Paul Ehrlich, at the turn of the 20th century, proposed the concept of horror autotoxicus. Ehrlich later adjusted his theory to recognize the possibility of autoimmune tissue attacks, but believed certain innate protection mechanisms would prevent the autoimmune response from becoming pathological. In 1904 this theory was challenged by the discovery of a substance in the serum of patients with paroxysmal cold hemoglobinuria that reacted with red blood cells. During the following decades, a number of conditions could be linked to autoimmune responses. However, the authoritative status of Ehrlich’s postulate hampered the understanding of these findings.
Immunology became a biochemical rather than a clinical discipline. While a high level of autoimmunity is unhealthy, a low level of autoimmunity may actually be beneficial. Taking the experience of a beneficial factor in autoimmunity further, one might hypothesize with intent to prove that autoimmunity is always a self-defense mechanism of the mammal system to survive. In their study, Stefanova et al. Clonal Deletion theory, proposed by Burnet, according to which self-reactive lymphoid cells are destroyed during the development of the immune system in an individual. Medawar were awarded the 1960 Nobel Prize in Physiology or Medicine « for discovery of acquired immunological tolerance ». Clonal Anergy theory, proposed by Nossal, in which self-reactive T- or B-cells become inactivated in the normal individual and cannot amplify the immune response.
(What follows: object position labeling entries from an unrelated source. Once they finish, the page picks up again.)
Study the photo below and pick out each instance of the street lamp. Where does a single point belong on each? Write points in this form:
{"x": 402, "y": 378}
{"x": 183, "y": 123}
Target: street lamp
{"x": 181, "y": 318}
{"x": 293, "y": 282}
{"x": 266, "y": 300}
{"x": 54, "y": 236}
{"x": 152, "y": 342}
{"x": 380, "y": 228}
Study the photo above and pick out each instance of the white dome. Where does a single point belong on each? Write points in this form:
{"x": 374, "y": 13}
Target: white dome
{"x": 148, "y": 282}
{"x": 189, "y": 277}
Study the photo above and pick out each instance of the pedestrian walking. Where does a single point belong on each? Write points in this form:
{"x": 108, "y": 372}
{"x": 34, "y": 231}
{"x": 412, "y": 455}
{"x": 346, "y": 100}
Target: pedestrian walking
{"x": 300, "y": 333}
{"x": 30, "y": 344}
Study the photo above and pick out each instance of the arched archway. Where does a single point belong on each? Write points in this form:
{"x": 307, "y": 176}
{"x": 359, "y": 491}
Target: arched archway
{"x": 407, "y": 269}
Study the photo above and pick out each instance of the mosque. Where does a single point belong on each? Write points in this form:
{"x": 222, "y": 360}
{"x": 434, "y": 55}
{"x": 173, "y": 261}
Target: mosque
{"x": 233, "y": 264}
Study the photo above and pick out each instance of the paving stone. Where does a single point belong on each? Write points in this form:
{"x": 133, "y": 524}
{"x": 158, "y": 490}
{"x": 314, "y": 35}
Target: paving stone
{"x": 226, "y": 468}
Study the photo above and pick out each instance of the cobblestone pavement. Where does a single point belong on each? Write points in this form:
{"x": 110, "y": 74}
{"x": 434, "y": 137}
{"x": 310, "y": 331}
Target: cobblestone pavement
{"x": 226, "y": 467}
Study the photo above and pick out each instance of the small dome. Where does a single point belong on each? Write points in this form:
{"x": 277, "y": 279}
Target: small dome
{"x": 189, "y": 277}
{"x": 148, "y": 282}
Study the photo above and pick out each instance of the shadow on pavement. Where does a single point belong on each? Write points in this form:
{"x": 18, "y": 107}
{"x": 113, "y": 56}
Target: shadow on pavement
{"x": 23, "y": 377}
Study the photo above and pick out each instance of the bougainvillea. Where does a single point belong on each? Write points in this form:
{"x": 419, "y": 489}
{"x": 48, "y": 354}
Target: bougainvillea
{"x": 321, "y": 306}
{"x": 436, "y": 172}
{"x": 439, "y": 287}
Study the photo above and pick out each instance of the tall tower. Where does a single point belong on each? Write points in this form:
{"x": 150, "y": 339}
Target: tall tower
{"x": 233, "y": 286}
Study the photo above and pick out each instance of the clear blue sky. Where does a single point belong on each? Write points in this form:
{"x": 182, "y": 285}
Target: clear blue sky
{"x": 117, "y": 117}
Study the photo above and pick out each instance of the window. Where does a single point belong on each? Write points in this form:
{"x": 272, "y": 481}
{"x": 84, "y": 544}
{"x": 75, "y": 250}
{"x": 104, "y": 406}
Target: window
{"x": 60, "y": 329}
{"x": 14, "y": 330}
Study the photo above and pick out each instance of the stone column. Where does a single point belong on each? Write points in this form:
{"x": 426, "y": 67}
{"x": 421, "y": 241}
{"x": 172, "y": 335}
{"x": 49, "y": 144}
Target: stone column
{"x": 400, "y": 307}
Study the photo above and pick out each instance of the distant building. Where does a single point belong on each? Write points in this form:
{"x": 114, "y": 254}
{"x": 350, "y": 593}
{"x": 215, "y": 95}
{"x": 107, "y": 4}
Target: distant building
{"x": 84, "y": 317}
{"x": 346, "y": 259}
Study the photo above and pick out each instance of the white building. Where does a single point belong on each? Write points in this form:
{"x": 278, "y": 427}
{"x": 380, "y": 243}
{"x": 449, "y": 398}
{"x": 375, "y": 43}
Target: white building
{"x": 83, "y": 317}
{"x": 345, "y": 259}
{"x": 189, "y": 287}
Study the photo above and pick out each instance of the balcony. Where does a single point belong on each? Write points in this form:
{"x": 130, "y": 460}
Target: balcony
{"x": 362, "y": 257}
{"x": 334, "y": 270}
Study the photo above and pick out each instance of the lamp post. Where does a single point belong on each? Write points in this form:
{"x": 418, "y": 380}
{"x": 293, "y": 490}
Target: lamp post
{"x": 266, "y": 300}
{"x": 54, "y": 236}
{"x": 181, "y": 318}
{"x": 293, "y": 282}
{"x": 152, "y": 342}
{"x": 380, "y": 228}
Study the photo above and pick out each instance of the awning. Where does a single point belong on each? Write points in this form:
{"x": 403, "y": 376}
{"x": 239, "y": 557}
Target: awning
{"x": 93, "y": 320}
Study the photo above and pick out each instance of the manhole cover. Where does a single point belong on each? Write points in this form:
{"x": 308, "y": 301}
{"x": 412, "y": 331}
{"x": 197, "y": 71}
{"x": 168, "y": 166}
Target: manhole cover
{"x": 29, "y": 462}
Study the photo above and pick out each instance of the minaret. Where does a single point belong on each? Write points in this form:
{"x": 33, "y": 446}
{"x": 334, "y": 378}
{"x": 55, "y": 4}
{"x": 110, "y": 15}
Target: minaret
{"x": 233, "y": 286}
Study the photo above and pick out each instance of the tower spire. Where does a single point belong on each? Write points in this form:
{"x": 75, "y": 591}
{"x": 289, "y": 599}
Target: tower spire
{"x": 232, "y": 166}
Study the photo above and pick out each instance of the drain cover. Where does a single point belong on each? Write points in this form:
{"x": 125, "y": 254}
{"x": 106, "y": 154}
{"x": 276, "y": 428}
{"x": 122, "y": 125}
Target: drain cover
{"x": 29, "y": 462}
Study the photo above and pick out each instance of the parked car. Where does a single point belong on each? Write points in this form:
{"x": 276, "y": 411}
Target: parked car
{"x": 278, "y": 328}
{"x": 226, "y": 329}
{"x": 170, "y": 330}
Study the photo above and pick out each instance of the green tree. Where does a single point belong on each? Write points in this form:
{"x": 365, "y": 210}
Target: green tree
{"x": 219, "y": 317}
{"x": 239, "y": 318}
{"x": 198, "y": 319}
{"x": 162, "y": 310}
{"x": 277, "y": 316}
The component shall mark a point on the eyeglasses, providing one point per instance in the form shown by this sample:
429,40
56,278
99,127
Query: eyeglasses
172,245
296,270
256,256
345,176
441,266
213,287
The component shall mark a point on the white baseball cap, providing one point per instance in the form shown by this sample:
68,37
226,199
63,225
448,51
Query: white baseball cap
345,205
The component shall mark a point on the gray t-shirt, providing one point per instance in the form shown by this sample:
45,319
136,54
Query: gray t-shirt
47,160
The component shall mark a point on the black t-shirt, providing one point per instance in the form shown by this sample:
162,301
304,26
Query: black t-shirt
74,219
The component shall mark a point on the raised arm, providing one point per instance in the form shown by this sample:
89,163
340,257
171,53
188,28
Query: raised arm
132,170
Idiotype Network theory, proposed by Jerne, wherein a network of antibodies capable of neutralizing self-reactive antibodies exists naturally within the body. Clonal Ignorance theory, according to which autoreactive T cells that are not represented in the thymus will mature and migrate to the periphery, where they will not encounter the appropriate antigen because it is inaccessible tissues. Consequently, auto-reactive B cells, that escape deletion, cannot find the antigen or the specific helper T cell. A puzzling feature of the documented loss of tolerance seen in spontaneous human autoimmunity is that it is almost entirely restricted to the autoantibody responses produced by B lymphocytes. Loss of tolerance by T cells has been extremely hard to demonstrate, and where there is evidence for an abnormal T cell response it is usually not to the antigen recognised by autoantibodies. Thus, in rheumatoid arthritis there are autoantibodies to IgG Fc but apparently no corresponding T cell response.
There are a large number of immunodeficiency syndromes that present clinical and laboratory characteristics of autoimmunity. The decreased ability of the immune system to clear infections in these patients may be responsible for causing autoimmunity through perpetual immune system activation. Familial hemophagocytic lymphohistiocytosis, an autosomal recessive primary immunodeficiency, is another example. Finally, IgA deficiency is also sometimes associated with the development of autoimmune and atopic phenomena.